Microfísica do Poder - Michel Foucault - parte 4


III - A terceira direção da medicina social pode ser sucintamente analisada através do exemplo
inglês.

A medicina dos pobres, da força de trabalho, do operário não foi o primeiro alvo da medicina social,
mas o último. Em primeiro lugar o Estado, em seguida a cidade e finalmente os pobres e
trabalhadores foram objetos da medicalização.

O que é característico da medicina urbana francesa é a habitação privada não ser tocada e o
pobre, a plebe, o povo não ser claramente considerado um elemento perigoso para a saúde da
população. O pobre, o operário, não é analisado como os cemitérios, os ossuários, os matadouros,
etc.

Por que os pobres não foram problematizados como fonte de perigo médico, no século XVIII?
Existem várias razões para isso: uma é de ordem quantitativa: o amontoamento não era ainda tão
grande para que a pobreza aparecesse como perigo. Mas existe uma razão mais importante: é que

o pobre funcionava no interior da cidade como uma condição da existência urbana. Os pobres da
cidade eram pessoas que realizavam incumbências, levavam cartas, se encarregavam de despejar
o lixo, apanhar móveis velhos, trapos, panos velhos e retirá-los da cidade, redistribui-los,
vendê-los, etc. Eles faziam parte da instrumentalização dá vida urbana. Na época, as casas não
eram numeradas, não havia serviço postal e quem conhecia a cidade, quem detinha o saber
urbano em sua meticulosidade, quem assegurava várias funções fundamentais da cidade, como o
transporte de água e a eliminação de dejetos, era o pobre.
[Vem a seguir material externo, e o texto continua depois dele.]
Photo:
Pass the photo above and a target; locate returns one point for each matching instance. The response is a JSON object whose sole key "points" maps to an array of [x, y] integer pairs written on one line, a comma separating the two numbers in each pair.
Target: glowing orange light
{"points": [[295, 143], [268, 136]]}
Na medida em que faziam parte da
paisagem urbana, como os esgotos e a canalização, os pobres não podiam ser postos em questão,
não podiam ser vistos como um perigo. No nível em que se colocavam, eles eram bastante úteis.
Foi somente no segundo terço do século XIX, que o pobre apareceu como perigo. As razões são
várias:


1º) Razão política. Durante a Revolução Francesa e, na Inglaterra, durante as grandes agitações
sociais do. começo do século XIX, a população pobre tornou-se uma força política capaz de se


revoltar ou pelo menos, de participar de revoltas.

2º) No século XIX encontrou-se um meio de dispensar, em parte, os serviços prestados pela
população, com o estabelecimento, por exemplo, de um sistema postal e um sistema de
carregadores, o que produziu uma série de revoltas populares contra esses sistemas que retiravam
dos mais pobres o pão e a possibilidade de viver.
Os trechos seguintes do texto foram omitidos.